That’s quite a challenge. What lessons have you learned?
We know that the silver bullet to lifetime value is donor satisfaction. But how many of us know what drives donor satisfaction? Why?
We are obsessed with spreadsheets, analysis and segmentation, yet we are not equally obsessed with how donors think and feel about their relationship with our charity. Why?
I believe there are two answers to these questions ‘Why?’.
First, we don’t actually know what to do. We know we should be “building relationships” but we don’t actually know what that means in terms of what we should be doing differently day by day. We don’t come to the office each day thinking about our donors. We come to the office each day thinking about the results of the last mailing, and our plans for the next.
Secondly, in our organisations the Appeals Director’s success or otherwise is most likely to be measured by the Finance Director, based upon the expenditure on fundraising in the year, and the income that that achieves in the year. Is the ROI, year on year, increasing or decreasing? This can lead to short-termism; reducing costs, achieving the budget, reviewing the management accounts month by month, and not long-termism, focusing ruthlessly on donor satisfaction.
- Donor perceives your organization to be effective in trying to achieve its mission
- Donor knows what to expect from your organization with each interaction.
- Donor receives timely “thank you’s”
- Donor receives opportunities to make his or her views known
- Donor is given the feeling that he or she is part of an important cause
- Donor feels his or her involvement is appreciated
- Donor receives information showing who is being helped
(Thanks to Roger Craver, and his book, Retention Fundraising.)
But they aren’t pinned above people’s desks.
They should be.
There are some specifics.
- We should communicate with donors often enough that we are part of their lives.
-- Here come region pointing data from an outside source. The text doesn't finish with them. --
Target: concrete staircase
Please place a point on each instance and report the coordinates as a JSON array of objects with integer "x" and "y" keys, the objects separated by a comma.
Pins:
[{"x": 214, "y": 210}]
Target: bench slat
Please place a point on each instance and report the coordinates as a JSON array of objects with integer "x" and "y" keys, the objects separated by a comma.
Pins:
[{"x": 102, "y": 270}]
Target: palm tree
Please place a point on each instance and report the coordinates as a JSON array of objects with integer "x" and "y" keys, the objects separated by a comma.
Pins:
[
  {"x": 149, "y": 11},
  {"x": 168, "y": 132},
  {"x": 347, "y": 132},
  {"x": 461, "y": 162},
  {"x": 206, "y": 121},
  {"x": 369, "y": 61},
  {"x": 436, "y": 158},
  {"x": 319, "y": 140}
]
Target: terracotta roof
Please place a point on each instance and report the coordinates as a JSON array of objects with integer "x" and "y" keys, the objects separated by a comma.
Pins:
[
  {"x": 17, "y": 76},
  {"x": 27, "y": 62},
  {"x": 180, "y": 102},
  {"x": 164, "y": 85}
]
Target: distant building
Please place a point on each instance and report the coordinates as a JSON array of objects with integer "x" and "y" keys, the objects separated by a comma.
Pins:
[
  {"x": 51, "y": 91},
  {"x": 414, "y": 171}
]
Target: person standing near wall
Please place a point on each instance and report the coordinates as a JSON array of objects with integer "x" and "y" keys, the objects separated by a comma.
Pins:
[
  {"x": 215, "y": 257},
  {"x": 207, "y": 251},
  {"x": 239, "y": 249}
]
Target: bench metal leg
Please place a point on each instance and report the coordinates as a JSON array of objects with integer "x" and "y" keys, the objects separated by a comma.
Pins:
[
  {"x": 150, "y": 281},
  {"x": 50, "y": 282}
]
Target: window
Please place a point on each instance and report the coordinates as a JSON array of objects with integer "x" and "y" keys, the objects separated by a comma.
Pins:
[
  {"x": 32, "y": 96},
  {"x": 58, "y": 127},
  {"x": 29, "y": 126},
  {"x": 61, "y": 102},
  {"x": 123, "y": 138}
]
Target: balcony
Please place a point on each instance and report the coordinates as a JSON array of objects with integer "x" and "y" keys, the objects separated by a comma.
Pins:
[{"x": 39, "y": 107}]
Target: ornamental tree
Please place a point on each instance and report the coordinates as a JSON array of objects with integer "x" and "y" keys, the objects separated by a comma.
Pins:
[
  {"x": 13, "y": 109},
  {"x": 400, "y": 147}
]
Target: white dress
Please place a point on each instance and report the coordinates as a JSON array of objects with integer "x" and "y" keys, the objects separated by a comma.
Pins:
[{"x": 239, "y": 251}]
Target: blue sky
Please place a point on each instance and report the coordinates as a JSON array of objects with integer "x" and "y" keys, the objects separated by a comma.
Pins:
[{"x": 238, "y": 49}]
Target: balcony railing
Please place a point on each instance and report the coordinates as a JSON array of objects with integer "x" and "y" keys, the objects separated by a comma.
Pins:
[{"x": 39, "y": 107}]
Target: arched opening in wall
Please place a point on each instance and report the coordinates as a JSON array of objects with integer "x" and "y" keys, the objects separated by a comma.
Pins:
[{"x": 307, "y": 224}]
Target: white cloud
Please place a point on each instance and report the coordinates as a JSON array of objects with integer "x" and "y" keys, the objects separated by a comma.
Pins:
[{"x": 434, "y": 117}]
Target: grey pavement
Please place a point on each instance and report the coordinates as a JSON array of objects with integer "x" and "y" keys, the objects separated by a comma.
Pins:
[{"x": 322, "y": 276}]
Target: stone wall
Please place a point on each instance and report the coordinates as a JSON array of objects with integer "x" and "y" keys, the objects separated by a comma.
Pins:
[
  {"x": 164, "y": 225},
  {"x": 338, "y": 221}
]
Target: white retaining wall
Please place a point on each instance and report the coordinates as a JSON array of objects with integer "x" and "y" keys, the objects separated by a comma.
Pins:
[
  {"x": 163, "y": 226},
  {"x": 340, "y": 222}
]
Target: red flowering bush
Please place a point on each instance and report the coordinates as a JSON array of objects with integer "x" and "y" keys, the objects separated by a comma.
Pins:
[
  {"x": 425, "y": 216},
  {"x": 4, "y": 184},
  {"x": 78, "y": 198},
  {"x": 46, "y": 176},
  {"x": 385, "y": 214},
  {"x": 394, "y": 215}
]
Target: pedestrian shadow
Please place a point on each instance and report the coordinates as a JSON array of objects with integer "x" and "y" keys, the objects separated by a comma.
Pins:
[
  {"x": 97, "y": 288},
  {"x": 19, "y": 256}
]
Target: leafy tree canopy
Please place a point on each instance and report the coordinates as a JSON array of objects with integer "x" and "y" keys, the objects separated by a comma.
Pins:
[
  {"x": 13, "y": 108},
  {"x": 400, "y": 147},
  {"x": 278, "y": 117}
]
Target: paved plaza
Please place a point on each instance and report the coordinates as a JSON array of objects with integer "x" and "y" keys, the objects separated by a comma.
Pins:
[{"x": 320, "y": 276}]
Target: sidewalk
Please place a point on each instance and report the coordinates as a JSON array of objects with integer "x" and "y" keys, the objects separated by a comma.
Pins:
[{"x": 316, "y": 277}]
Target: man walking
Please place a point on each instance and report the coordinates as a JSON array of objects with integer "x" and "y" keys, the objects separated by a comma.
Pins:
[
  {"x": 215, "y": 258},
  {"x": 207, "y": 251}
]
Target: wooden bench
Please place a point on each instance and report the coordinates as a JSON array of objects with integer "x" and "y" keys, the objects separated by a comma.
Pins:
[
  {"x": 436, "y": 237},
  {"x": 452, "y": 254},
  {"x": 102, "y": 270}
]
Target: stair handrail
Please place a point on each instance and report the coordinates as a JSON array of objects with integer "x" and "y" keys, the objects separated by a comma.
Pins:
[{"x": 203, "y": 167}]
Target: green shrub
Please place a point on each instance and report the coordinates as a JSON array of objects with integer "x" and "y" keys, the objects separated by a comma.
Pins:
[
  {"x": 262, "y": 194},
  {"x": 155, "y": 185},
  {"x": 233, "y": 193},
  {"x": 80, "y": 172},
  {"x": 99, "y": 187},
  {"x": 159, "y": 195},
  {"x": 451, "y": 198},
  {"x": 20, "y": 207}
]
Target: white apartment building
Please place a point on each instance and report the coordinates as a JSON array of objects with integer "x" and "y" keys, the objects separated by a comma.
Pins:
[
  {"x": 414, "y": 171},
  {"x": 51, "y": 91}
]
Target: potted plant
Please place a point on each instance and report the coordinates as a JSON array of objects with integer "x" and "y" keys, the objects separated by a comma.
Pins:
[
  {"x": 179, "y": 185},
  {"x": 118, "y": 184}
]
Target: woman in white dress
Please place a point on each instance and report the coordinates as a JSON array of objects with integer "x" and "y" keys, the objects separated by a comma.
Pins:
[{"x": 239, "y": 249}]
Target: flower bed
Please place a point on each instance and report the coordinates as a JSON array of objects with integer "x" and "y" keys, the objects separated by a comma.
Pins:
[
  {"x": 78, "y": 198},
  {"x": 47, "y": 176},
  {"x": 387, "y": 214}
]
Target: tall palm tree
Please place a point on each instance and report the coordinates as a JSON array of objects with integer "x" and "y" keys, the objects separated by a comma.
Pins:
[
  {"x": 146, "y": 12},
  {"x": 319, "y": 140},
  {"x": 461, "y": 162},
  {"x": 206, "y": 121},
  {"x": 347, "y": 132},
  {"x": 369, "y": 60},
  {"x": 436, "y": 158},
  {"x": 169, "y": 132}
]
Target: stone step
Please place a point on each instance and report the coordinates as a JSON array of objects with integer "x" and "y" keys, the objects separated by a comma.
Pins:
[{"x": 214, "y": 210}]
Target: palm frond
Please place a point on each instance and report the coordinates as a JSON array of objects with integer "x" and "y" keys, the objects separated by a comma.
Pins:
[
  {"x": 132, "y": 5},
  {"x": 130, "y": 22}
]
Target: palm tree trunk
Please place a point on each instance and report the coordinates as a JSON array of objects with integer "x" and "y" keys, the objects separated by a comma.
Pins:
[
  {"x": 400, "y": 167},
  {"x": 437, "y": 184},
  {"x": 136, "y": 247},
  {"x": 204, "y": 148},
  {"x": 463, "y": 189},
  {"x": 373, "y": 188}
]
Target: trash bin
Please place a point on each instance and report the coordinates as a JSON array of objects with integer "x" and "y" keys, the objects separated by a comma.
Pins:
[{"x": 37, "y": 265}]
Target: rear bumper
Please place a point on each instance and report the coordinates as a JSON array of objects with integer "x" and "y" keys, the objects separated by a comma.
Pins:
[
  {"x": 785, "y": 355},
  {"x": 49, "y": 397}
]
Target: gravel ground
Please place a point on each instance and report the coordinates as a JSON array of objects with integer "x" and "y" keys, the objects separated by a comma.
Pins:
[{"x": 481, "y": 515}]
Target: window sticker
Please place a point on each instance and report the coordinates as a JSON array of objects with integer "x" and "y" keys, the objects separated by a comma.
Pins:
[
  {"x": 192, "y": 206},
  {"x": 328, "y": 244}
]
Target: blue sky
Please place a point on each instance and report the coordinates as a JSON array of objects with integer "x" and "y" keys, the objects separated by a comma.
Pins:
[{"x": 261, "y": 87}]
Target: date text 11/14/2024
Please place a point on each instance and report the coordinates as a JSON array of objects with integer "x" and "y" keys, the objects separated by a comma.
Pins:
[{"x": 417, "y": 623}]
If you think you are doing donors a favour by going silent on them, you don’t understand why they are donors. There is an assumption that people don’t want our communications. Our aspiration is that donors look forward to their next communication from us. Every contact and communication should move the relationship on. Every communication should re-enforce the donor’s decision to be a donor. Increase satisfaction, loyalty and LTV.
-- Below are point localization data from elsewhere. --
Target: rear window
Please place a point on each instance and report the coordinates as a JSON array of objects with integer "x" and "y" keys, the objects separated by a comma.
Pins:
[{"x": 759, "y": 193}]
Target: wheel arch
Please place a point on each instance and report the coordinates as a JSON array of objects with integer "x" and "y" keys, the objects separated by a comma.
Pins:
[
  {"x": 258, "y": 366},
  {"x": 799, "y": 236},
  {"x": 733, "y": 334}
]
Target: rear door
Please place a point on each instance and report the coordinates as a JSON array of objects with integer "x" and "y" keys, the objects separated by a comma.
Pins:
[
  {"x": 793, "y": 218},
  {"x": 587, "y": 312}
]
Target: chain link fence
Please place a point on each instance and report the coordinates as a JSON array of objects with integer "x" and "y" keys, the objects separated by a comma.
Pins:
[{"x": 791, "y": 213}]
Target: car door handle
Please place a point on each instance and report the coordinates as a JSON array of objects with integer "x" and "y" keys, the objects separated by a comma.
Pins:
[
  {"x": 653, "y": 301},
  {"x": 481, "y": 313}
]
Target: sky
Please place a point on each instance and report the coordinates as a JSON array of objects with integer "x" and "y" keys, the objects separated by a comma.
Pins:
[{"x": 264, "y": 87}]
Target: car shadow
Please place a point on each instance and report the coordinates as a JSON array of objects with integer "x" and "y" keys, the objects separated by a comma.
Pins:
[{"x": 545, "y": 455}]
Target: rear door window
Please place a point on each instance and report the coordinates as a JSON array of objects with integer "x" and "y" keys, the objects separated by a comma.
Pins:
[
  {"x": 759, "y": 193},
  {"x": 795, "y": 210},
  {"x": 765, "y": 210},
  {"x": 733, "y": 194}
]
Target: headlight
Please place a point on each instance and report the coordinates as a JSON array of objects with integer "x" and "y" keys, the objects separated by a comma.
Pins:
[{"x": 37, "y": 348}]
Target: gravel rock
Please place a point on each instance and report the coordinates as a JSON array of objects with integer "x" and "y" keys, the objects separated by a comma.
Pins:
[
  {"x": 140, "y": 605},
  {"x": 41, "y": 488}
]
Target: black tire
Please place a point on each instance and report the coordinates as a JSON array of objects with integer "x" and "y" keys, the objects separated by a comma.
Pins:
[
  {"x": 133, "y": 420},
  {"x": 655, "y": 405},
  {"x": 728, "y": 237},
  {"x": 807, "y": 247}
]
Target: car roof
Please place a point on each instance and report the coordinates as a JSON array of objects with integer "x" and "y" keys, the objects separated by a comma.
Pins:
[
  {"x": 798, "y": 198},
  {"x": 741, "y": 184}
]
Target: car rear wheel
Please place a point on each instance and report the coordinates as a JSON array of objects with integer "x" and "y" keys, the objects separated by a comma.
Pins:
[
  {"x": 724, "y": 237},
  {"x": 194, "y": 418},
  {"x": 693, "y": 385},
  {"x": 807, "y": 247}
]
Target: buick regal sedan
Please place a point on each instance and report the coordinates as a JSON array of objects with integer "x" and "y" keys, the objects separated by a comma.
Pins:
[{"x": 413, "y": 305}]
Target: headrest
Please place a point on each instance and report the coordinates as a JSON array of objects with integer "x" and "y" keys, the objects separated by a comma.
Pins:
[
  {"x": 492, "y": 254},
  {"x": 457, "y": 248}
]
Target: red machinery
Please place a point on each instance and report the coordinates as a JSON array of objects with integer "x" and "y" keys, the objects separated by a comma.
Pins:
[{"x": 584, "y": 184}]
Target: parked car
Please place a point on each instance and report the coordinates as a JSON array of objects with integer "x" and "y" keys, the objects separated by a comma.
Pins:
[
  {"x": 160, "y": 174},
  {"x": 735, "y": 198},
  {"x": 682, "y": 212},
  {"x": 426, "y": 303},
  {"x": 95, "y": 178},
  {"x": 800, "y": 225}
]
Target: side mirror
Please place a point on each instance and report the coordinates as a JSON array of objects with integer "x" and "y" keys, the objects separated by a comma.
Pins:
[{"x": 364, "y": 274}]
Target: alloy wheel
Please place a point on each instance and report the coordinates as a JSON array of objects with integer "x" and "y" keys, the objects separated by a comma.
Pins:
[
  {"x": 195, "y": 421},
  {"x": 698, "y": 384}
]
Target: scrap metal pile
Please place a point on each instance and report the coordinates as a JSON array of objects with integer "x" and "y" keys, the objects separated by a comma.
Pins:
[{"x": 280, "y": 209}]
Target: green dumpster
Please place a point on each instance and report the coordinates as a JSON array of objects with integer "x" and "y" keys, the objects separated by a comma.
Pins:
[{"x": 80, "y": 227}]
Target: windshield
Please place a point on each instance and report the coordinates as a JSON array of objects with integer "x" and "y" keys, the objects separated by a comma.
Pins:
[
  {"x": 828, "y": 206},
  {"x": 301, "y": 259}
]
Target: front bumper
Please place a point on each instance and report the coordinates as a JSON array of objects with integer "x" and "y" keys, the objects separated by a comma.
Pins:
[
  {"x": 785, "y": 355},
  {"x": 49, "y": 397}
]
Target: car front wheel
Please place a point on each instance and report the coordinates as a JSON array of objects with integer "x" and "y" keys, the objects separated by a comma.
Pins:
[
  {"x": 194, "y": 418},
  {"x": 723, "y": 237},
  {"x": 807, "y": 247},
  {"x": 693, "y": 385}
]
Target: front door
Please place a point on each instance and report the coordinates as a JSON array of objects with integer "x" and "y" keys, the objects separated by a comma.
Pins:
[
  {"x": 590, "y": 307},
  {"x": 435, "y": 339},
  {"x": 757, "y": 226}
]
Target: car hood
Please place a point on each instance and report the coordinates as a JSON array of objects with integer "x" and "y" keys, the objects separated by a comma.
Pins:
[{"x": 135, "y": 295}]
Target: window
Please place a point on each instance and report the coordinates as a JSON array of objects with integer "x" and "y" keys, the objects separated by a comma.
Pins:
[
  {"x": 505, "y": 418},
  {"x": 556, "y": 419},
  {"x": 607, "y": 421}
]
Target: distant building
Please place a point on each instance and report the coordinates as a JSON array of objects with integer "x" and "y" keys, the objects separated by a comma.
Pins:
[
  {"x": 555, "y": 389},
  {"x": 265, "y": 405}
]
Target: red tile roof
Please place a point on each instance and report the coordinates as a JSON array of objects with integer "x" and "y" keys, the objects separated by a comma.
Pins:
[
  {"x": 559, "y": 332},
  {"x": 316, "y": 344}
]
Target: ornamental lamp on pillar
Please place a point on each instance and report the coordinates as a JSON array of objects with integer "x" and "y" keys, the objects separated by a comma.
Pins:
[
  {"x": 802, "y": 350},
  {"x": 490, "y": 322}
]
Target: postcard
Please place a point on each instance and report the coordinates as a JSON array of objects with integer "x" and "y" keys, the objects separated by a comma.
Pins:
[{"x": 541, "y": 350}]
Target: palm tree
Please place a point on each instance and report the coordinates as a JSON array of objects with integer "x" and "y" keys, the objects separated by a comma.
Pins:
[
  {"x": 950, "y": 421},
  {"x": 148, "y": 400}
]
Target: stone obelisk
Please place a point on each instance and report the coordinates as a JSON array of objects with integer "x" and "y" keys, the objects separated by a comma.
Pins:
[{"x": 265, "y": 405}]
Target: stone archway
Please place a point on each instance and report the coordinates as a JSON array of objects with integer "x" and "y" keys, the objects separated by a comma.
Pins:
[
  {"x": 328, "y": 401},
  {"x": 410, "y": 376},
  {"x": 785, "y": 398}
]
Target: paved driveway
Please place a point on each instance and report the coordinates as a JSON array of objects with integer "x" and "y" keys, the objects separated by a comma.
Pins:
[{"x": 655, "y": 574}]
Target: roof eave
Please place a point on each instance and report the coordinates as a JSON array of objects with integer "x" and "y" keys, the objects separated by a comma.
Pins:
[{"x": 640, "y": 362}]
- Charities are acting in the best interests of their beneficiaries if they think with a 5 – 10 year time horizon, not a 1 year one. We must demonstrate to Trustees that satisfaction and LTV are more important than cash. Annual cash targets for activities, and maximising LTV, are an oxymoron. But we need cash. So there must be a balance.
- Giving should be about philanthropy, not guilt.
- We should give donors small problems they can imagine solving, not big problems that emphasize how small they are. People decline to do what they can do because they feel bad about what they can’t do. Who is the hero? Our charity, for the fantastic work we do, or the donor, for making it possible? Each communication should be about the donor, and what they will accomplish through their investment.
Building donor Loyalty is the biggest challenge facing us today, and the biggest opportunity. First, Appeals Directors need to buy in to a new paradigm that embraces LTV as the measure we should be most concerned about, and increasing satisfaction is the key driver of loyalty, and thence LTV. Then they need to decide what they want to do to make that real. Then they need to demonstrate this to the Senior Management team. Once they are convinced, they need to create the tactics for convincing the Trustees.
Retention is the door to the future of fundraising. With acquisition becoming more and more expensive, retention is the only way forward. And the most significant thing we can do is to improve satisfaction, which we are in charge of, to measure it and improve it.
Hopefully, in ten years time, we will judge fundraising by a different set of metrics, which focuses on satisfaction, loyalty and LTV, not appeal by appeal, whilst recognising the need for annual cash budgets. It isn’t ‘either / or’, it’s ‘both / and’.
At the moment, we talk relationships, but manage short-term performance.